名称 長島鉱物コレクション ながしまこうぶつこれくしょん
地図 地図を見る
場所 中津川市苗木639-15 中津川市鉱物博物館内
形成時期 -
概要    中津川市苗木は苗木花崗岩にともなわれるペグマタイト鉱物を多く産出し、日本でも有数の鉱物産地として知られる。そこに生まれ、幼少の時から鉱物に興味をもち、アマチュア鉱物研究者として学界に多くの功績を残した長島乙吉氏(1890~1969)と子息の地球化学者・長島弘三博士(1925~1985)が収集した鉱物標本のコレクションである。当初は1964(昭39)年12月に中津川市(約1,700点)・旧蛭川(ひるかわ)村(約1,000点)・県立中津高等学校(約680点)の三者に分割して寄贈されたが、現在はそれらがまとめられて中津川市鉱物博物館に収蔵されている。地殻中の存在量が少ないか、存在量は多くてもまとまった鉱床をつくることが少ない元素を希元素といい、それを含む「希元素鉱物」が多く収集されていることを特徴としており、この他にウラン鉱物(閃ウラン鉱・燐灰ウラン石など)、希土類元素鉱物(褐簾(かつれん)石・モナズ石など)、ジルコニウム鉱物(ジルコン)、ベリリウム鉱物(緑柱石)などが収集されている。これらの鉱物の多くは苗木花崗岩中のペグマタイトからのものであるが、それ以外の地域からも集められている。

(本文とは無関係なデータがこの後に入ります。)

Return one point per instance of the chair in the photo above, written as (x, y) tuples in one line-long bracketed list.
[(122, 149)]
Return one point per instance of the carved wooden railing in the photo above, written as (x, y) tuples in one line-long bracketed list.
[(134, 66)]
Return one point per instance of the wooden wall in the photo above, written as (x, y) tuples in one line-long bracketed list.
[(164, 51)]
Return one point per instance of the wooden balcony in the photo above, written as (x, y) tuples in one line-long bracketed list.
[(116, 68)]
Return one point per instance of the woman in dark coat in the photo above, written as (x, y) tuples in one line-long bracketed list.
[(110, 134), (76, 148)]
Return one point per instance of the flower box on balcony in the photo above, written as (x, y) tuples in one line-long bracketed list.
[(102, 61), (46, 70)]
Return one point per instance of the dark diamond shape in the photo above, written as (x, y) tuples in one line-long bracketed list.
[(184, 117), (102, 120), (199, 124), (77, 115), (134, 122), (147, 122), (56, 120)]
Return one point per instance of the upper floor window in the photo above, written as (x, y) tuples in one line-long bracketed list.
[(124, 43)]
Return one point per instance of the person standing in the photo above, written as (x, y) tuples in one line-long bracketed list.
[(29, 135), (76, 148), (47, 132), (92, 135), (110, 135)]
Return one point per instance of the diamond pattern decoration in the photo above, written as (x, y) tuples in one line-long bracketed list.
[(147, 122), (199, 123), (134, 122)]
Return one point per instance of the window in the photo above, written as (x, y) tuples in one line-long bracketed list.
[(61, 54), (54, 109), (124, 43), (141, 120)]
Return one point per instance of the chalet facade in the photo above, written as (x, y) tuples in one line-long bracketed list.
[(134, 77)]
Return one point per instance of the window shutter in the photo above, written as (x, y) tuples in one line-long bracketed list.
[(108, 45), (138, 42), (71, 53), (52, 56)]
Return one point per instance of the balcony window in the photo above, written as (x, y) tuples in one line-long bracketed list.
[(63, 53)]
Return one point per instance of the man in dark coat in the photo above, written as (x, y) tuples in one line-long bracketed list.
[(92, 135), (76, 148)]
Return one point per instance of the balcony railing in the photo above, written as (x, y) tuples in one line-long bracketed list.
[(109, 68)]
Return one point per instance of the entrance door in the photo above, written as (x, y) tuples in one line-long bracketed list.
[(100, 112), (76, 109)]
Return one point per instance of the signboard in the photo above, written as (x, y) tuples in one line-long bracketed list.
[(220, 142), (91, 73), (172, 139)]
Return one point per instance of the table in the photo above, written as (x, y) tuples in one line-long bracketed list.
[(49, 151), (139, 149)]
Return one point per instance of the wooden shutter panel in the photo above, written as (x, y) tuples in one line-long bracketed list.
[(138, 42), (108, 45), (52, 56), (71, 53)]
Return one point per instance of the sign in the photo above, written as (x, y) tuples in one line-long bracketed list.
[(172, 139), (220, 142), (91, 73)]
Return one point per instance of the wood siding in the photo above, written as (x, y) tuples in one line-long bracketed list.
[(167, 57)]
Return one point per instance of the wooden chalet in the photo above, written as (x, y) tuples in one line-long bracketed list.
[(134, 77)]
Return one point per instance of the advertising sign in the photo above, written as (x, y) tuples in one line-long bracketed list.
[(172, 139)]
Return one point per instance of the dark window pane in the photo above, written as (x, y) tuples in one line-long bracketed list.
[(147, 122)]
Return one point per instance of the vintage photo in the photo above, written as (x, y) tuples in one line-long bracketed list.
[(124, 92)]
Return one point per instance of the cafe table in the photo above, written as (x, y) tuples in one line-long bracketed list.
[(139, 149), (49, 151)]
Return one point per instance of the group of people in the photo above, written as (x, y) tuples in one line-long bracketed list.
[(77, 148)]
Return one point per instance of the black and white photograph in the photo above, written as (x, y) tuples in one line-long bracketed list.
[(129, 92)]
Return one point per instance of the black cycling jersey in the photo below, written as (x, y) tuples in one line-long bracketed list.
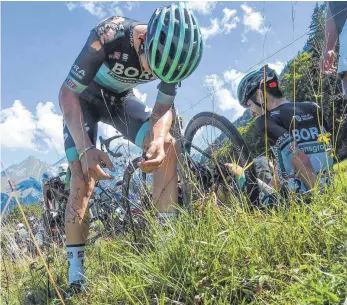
[(105, 73), (292, 127), (110, 59), (338, 11)]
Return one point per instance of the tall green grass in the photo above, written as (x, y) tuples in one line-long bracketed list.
[(294, 254)]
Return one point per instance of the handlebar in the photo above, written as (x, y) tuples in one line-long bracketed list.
[(105, 144)]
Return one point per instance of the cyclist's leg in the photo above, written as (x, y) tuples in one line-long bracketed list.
[(342, 65), (131, 118), (76, 213)]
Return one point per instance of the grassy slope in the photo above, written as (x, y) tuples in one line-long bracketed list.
[(295, 255)]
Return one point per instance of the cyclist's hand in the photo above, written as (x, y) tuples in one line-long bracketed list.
[(91, 165), (326, 64), (155, 156)]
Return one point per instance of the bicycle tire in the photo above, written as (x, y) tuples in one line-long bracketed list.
[(244, 156)]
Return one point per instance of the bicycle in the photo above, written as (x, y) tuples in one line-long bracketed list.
[(206, 170)]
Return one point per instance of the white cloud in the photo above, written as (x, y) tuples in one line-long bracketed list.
[(51, 125), (224, 26), (278, 66), (230, 20), (253, 21), (17, 127), (226, 99), (202, 7), (130, 5), (71, 5), (22, 129), (100, 9), (95, 8), (212, 30), (141, 96)]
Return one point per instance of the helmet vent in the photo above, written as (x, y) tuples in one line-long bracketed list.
[(166, 69), (177, 14), (187, 36), (186, 17), (177, 29), (162, 38), (175, 74), (157, 59), (167, 18), (172, 50)]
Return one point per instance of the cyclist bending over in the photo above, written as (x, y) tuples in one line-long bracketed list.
[(119, 54), (293, 130)]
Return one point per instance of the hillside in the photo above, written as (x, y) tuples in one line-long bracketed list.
[(25, 178), (294, 254)]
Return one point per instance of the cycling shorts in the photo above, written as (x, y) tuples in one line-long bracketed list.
[(123, 111)]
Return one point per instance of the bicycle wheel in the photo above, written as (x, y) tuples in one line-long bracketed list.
[(211, 141), (136, 194)]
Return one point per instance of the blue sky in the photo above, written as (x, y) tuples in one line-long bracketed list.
[(40, 41)]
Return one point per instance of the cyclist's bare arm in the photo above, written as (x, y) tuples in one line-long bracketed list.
[(81, 75), (70, 106)]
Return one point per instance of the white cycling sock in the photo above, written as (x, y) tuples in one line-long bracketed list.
[(75, 257)]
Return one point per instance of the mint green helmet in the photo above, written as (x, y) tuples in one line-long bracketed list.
[(173, 44)]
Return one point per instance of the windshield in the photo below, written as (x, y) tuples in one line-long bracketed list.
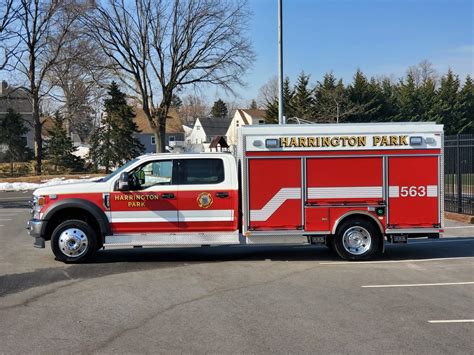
[(119, 170)]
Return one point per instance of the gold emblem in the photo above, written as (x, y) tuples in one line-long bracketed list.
[(204, 199)]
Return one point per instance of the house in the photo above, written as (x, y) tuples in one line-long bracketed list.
[(174, 130), (206, 129), (243, 117), (18, 100)]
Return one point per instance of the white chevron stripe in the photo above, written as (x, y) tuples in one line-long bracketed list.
[(172, 216), (345, 192), (287, 193)]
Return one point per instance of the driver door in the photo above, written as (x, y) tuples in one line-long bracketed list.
[(150, 205)]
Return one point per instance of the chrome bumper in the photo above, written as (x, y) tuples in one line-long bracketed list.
[(34, 227)]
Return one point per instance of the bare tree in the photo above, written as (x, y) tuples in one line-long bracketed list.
[(42, 34), (159, 47), (194, 106), (80, 79), (423, 72), (268, 92), (8, 11)]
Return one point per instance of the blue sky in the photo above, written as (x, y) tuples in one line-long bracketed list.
[(382, 37)]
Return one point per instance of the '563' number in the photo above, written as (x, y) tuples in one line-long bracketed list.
[(413, 191)]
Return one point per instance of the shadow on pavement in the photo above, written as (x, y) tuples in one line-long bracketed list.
[(111, 262)]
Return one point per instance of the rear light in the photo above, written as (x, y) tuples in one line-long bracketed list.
[(41, 201)]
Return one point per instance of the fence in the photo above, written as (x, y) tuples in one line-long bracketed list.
[(459, 173)]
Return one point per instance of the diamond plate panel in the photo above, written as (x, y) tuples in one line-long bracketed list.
[(209, 238)]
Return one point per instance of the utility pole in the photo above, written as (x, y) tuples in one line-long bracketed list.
[(281, 118)]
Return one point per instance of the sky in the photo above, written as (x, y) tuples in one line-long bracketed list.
[(381, 37)]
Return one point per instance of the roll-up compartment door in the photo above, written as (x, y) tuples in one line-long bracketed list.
[(413, 191), (274, 194), (333, 181)]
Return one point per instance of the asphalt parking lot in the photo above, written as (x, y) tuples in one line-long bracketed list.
[(418, 298)]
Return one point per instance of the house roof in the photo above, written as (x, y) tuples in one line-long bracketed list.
[(219, 141), (255, 113), (173, 122), (242, 115), (215, 126)]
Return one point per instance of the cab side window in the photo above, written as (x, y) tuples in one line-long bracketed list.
[(201, 171), (153, 173)]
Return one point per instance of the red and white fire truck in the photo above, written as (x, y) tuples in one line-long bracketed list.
[(352, 187)]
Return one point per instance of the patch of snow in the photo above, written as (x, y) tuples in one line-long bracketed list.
[(22, 186)]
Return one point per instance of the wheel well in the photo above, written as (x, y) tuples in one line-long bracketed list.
[(362, 216), (72, 213)]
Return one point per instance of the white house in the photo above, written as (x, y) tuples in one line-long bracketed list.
[(243, 117), (205, 130)]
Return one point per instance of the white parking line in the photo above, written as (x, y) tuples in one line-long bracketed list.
[(422, 285), (347, 263), (458, 227), (451, 321), (461, 239)]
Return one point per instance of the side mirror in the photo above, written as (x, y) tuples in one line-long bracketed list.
[(124, 182)]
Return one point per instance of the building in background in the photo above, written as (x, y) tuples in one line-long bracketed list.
[(205, 130), (174, 130), (243, 117)]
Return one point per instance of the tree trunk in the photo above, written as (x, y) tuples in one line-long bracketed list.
[(38, 138), (160, 135)]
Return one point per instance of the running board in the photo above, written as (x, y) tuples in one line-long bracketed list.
[(173, 239)]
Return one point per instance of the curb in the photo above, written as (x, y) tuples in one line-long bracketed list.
[(459, 217)]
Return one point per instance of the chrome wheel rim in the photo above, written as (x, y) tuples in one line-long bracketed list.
[(73, 242), (356, 240)]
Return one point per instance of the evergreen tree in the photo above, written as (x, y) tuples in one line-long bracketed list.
[(61, 147), (363, 97), (302, 100), (388, 97), (12, 130), (447, 108), (408, 100), (271, 108), (331, 103), (466, 107), (427, 99), (113, 142), (219, 109), (253, 105)]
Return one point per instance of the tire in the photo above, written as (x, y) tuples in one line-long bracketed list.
[(73, 241), (357, 239)]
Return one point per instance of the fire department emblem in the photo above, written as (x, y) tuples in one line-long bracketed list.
[(204, 200)]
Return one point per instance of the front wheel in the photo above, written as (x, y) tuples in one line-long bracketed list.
[(73, 241), (357, 239)]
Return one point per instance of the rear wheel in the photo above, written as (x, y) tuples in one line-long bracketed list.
[(357, 239), (73, 241)]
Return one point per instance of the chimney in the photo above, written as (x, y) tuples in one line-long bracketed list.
[(3, 88)]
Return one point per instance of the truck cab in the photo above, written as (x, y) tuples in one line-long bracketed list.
[(156, 199)]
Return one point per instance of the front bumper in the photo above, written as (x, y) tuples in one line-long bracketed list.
[(34, 227)]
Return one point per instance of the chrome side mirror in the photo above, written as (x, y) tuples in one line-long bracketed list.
[(124, 182)]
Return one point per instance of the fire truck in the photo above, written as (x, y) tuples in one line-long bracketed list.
[(351, 187)]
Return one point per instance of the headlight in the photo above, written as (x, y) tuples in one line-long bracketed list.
[(36, 206)]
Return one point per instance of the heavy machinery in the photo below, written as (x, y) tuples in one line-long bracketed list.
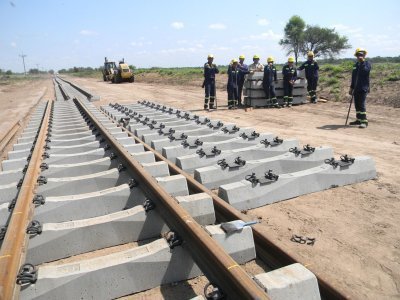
[(117, 74)]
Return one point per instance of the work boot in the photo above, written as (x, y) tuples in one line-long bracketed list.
[(356, 122)]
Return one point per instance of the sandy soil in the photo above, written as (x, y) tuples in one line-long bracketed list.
[(356, 227), (17, 101)]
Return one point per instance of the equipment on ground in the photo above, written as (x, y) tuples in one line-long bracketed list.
[(236, 225), (117, 74)]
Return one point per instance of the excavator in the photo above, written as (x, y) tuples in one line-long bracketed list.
[(117, 74)]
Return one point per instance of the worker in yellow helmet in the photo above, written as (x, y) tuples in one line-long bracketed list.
[(269, 80), (234, 75), (359, 87), (210, 70), (256, 66), (311, 69), (244, 70), (289, 74)]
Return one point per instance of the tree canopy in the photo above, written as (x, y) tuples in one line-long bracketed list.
[(300, 38), (324, 42), (294, 35)]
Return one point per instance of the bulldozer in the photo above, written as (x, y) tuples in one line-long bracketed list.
[(117, 74)]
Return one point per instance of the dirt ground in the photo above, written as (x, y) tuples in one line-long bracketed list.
[(17, 100), (356, 227)]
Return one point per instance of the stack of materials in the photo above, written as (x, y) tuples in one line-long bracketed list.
[(255, 96)]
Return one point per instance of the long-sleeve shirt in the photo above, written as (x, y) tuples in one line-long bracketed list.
[(244, 70), (362, 69), (270, 75), (311, 69), (234, 75), (289, 73), (256, 67), (210, 71)]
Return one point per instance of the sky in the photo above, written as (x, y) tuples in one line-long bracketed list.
[(55, 34)]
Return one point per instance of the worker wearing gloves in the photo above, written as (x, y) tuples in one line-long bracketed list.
[(269, 80), (234, 74), (244, 70), (311, 68), (210, 70), (289, 77), (256, 66), (359, 87)]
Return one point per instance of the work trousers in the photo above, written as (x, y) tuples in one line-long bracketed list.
[(240, 90), (209, 90), (360, 98), (232, 96), (287, 92), (312, 88)]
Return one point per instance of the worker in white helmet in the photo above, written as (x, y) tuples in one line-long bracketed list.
[(256, 66), (210, 70)]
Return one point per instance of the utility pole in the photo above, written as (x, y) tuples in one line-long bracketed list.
[(23, 61)]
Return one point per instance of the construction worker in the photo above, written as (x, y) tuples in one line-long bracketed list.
[(234, 75), (359, 87), (256, 66), (289, 77), (269, 80), (244, 70), (311, 67), (210, 70)]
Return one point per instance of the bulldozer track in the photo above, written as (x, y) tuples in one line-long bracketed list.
[(79, 153)]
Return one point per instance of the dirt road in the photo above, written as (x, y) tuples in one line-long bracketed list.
[(356, 227)]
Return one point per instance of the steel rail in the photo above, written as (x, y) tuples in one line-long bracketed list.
[(216, 264), (266, 249), (5, 140), (13, 249)]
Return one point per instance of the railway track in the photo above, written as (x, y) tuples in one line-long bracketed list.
[(142, 173)]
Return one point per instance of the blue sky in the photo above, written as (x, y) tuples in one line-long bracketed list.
[(61, 34)]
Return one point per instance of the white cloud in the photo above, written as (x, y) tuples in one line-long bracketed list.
[(179, 50), (140, 44), (87, 32), (217, 26), (263, 22), (269, 35), (177, 25), (347, 29)]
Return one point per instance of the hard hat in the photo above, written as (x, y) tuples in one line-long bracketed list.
[(360, 50)]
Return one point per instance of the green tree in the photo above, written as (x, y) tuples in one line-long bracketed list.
[(324, 42), (294, 36)]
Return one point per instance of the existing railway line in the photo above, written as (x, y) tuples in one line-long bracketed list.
[(87, 157)]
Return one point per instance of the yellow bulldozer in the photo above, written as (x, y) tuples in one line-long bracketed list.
[(117, 74)]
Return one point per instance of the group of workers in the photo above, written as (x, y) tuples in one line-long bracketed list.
[(238, 69)]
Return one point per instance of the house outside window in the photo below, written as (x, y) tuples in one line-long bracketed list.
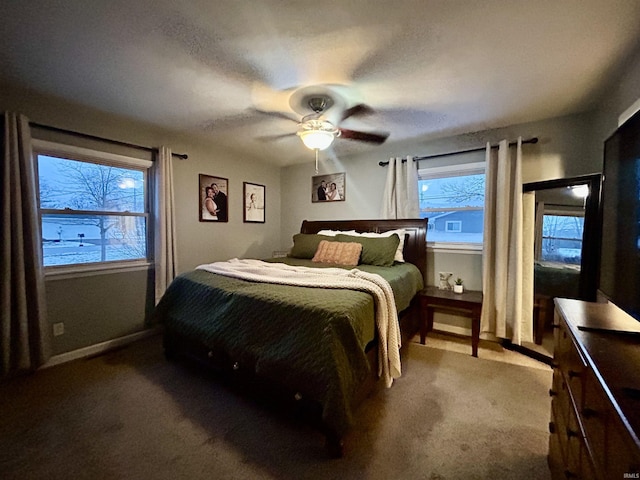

ジオ点描    全国各地に鉱物マニアといわれる方々がおり、それぞれに立派なコレクションをお持ちのことと思われる。趣味の世界に理屈はないから鉱物収集の理由をあげても無意味であろうが、やはり鉱物には地球が作り出した造形美といえる形態や色調などから受ける無機的な美しさがある。そこにマニアにとっての収集の出発点がありそうで、さらには稀少価値が加わわることで収集の醍醐味が加わるのであろう。
文献
  • 長島鉱物コレクションデータベース https://city.nakatsugawa.gifu.jp/museum/db/top.html
  • 写真 中津川市鉱物博物館に展示されている長島鉱物コレクションの鉱物類(苗木地域以外から産出した鉱物も含まれる)
    (提供:中津川市鉱物博物館)
    写真 長島乙吉氏
    (提供:中津川市鉱物博物館)
    中津川市鉱物博物館
    苗木花崗岩が広く分布する中津川市苗木地域は、滋賀県の田上(たなかみ)地域、福島県の石川地域と並んで日本三大鉱物産地として知られている。地元出身の長島乙吉・弘三親子が蒐集した標本「長島鉱物コレクション」を中津川市が寄贈を受け、それを基礎にして建設された博物館である。苗木地域から産出した鉱物と花崗岩を中心に中津川市周辺の地質をわかりやすく紹介した常設展示は見ごたえがある。企画展示、講演会、博物館教室、野外観察会などが随時開催され、鉱物の博物館としてきわめて貴重な存在となっている。
    苗木花崗岩
    中津川市苗木付近を中心に濃飛流紋岩の分布域の南部に広く分布し、中央部においても濃飛流紋岩の地下に広く伏在して分布する。濃飛流紋岩の少なくともNOHI-5までを貫き、NOHI-3、NOHI-4およびNOHI-5と火山-深成複合岩体を形成していると考えられている。塊状で、一部斑状の細粒~粗粒黒雲母花崗岩および角閃石含有黒雲母花崗岩からなり、放射線で黒~暗灰色になった石英を多く含み、脈状ないし晶洞状のペグマタイトに富むことを特徴とする。
    ペグマタイト
    花崗岩質の岩石に多く形成されるため巨晶花崗岩ともいう。花崗岩とほぼ同じ鉱物からなり、それらが著しく粗粒で、長石類と石英が文象構造をなしている岩石で、マグマが冷却固結していく過程で温度や圧力が低下し、鉱物中に取り込まれにくかったガス成分等がマグマ溜りの天井部に集まって空洞を形成し、そこに大きな結晶を成長させることで形成される。空洞内には鉱物に取り込まれずにマグマ中に残された元素が結びついて希産鉱物を作ることが多く、宝石あるいは鉱物標本として採取されたりする。